In the July Bulletin, physicians were invited to provide commentary regarding various aspects of access to a physician's practice. A small number of responses were received and are being considered by Council. On reviewing this matter, Council noted one area which appeared to be causing some confusion. This was the question of whether it is appropriate for physicians to close their practices to any new patients and what impact that would have.

First of all, it should be clear that any physician is free to determine that their caseload is sufficient such that they generally are not accepting new patients. The determination of this is obviously a very individual matter, but this should be considered when physicians feel that their ability to serve their current patients would be significantly compromised by taking on a number of additional ones.

Thus, it is now common, and acceptable, for physicians to simply respond to any inquiries by stating that they are not accepting new patients.

Having said that, some physicians believe that, once making that determination, it would be improper for them to accept any patient at all into their practice. This is to advise that such need not be the case.

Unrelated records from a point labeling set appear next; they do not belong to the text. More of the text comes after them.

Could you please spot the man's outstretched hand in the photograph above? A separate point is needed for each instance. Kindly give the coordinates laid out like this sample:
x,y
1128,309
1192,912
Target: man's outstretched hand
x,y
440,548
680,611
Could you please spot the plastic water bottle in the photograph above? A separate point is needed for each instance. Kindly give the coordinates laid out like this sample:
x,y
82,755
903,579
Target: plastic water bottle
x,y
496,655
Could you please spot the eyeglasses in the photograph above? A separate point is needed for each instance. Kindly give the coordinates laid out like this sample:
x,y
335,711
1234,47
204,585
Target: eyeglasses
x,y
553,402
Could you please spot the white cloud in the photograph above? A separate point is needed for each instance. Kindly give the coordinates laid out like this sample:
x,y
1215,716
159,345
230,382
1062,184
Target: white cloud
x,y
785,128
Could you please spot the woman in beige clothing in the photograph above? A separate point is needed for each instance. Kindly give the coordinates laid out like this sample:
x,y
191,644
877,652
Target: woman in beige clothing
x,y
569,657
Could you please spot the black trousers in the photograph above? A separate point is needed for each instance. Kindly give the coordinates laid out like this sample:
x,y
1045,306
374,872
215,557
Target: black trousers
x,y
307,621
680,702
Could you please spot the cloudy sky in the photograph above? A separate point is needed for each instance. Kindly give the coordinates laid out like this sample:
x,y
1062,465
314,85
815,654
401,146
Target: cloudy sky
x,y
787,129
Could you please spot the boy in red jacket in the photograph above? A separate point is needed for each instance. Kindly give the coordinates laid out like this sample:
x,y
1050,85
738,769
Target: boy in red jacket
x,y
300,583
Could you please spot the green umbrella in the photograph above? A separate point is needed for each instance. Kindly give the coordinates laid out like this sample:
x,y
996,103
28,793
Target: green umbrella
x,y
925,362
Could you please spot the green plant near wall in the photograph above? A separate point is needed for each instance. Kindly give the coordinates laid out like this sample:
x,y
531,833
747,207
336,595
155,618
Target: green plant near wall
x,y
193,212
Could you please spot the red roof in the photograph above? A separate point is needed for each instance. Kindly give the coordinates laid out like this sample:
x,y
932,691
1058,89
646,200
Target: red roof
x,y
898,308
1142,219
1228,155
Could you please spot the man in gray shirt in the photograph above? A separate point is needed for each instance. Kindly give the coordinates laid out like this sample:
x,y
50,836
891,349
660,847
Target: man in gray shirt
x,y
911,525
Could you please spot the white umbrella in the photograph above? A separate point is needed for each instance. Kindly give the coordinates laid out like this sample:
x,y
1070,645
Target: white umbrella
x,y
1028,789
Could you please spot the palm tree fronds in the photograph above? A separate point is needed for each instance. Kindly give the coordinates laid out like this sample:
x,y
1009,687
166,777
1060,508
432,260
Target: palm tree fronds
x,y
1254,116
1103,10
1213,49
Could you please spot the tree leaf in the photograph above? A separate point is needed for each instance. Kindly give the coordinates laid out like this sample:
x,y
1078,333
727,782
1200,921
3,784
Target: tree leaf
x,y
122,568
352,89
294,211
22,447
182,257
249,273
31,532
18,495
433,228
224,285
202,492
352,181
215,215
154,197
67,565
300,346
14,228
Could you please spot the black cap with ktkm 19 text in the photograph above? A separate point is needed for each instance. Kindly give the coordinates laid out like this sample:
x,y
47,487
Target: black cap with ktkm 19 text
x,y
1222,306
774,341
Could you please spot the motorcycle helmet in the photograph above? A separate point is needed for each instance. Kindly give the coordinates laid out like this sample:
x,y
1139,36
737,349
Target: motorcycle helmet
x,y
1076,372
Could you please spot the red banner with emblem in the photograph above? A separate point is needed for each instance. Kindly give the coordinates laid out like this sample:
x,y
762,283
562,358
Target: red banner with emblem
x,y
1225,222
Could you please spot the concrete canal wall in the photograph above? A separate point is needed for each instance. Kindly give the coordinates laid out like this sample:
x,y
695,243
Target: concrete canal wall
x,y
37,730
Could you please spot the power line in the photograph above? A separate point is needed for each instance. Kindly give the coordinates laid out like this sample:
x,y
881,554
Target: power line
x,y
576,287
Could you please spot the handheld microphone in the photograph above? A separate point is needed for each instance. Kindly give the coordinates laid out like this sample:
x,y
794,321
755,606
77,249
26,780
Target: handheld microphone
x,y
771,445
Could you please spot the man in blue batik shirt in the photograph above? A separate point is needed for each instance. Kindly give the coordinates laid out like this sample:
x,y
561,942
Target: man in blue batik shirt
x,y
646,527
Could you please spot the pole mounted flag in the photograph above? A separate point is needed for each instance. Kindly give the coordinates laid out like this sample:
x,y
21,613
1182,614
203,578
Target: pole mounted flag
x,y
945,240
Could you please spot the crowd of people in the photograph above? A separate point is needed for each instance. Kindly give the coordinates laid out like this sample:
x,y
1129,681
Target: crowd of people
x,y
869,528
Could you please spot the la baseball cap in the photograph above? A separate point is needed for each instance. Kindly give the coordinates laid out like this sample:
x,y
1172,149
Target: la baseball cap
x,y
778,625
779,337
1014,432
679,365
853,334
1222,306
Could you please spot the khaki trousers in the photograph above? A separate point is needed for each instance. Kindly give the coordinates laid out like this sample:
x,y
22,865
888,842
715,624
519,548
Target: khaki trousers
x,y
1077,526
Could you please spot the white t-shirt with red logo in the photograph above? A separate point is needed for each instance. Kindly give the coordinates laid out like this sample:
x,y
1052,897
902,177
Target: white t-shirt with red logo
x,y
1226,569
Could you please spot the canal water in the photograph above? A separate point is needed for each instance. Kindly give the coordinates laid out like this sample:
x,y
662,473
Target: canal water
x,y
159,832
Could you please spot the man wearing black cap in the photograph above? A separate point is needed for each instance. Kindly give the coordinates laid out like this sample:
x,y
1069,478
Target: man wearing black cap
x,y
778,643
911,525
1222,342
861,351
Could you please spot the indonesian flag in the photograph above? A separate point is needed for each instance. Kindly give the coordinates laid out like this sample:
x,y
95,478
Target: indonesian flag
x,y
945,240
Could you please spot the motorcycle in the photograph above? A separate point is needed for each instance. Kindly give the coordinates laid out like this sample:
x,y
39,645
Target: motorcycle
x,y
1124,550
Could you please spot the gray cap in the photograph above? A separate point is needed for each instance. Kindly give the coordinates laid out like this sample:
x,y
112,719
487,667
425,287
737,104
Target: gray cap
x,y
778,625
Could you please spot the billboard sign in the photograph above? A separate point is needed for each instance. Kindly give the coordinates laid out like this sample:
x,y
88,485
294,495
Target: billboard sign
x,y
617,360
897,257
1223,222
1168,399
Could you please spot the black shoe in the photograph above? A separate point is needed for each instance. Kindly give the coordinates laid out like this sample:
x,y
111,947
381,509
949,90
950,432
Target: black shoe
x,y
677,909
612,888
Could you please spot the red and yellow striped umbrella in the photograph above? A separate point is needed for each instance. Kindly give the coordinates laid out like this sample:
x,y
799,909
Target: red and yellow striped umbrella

In other words, even if a physician has a "closed" practice, and is advising that new patients are not being accepted, the physician is free to make exceptions to this. If physicians wish to include a new patient into their practice, for whatever reason, they are free to do so; notwithstanding they have previously said that new patients are not being accepted. As examples, these may be patients they have encountered in another context such as the Emergency Room, may be patients who are relatives of current patients, patients who are new to the community and have particular needs, or patients seen at the request of a colleague.

It is trusted that this point is now clarified. It should be noted that this commentary does not yet address the issue of physicians who have not yet closed their practice, but who are selective regarding the patients they are willing to accept.